There are two places to watch the upgrade on the master at the log level if you’d like:
# tail -f /storage/vcops/log/pakManager/vcopsPakManager.root.apply_system_update.log
# tail -f /storage/vcops/log/pakManager/vcopsPakManager.root.query.log
- Once the installation is complete and at steps 9 of 9, go back to the system status tab and verify the system state is online with the little green check. VMware engineers have said that at this point the upgrade has completed successfully, and it is safe to remove the snapshots.
- Should the upgrade fail, open a severity 1 SR with VMware asap.
- If the sun is shining and the upgrade finishes, delete those snapshots, and enjoy all the upgrades/bug fixes the new release brings.
As a side note…
I have submitted a couple feature requests to VMware in order to ease the upgrade process of large vROps installations.

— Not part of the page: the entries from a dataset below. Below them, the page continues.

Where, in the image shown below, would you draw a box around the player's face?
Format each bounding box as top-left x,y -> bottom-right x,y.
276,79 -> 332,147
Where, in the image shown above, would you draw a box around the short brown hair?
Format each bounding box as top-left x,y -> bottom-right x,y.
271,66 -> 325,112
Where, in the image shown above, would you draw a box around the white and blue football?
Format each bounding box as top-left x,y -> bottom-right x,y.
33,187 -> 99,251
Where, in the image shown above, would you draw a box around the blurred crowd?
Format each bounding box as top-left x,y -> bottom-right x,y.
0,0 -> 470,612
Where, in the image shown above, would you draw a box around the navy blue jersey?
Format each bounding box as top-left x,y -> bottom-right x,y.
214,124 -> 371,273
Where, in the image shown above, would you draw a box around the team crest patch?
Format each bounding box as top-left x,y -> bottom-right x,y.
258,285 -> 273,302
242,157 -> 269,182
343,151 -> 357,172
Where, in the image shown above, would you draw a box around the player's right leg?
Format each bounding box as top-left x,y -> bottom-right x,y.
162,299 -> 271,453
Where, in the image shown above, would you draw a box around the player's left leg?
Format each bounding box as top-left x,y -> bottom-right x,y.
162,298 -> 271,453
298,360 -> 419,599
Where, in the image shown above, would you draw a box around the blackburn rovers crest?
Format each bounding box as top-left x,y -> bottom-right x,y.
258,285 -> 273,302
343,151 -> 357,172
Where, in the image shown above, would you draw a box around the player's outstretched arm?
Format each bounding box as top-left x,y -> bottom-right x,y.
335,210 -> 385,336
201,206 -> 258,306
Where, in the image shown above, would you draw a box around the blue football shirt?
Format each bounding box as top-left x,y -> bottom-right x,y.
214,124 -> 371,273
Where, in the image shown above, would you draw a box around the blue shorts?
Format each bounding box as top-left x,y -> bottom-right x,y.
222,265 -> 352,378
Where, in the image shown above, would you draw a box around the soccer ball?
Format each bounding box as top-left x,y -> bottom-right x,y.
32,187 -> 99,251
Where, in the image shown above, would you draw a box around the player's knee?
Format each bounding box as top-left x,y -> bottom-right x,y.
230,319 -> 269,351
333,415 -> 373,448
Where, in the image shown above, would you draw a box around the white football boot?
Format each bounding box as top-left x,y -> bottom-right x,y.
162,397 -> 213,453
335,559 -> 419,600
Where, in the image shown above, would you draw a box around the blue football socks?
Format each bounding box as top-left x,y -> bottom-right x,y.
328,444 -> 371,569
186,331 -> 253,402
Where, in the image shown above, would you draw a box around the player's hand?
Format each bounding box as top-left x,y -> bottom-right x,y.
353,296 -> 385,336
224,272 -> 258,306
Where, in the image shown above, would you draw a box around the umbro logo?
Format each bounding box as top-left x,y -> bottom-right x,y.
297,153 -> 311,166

- For multi-data center environments: The ability to have smaller appliances in each data center, with a single search head appliance connected to the multiple data center vROps deployments. The idea here would be a “single pane of glass” to see all data centers like you get if there is a single large muli-node vROps cluster, with multiple remote collectors. Having smaller deployments accessible by a single search head would allow for the ability to take one deployment down per data center at a time to upgrade it, dramatically reducing the data outage, and upgrade time.
- The ability to deploy the latest vROps appliance, and import the data from the old like VMware does with the vCSA. The idea here is that this would be another way to reduce the upgrade time, and reduce the outage occurred by upgrading the appliance.
- Tying #1 and #2 together, the ability to stand up a new appliance in said remote data center, and then export that data centers specific data from the main large cluster to the smaller deployment, or the ability to just stand up a new appliance and import the data from the old one.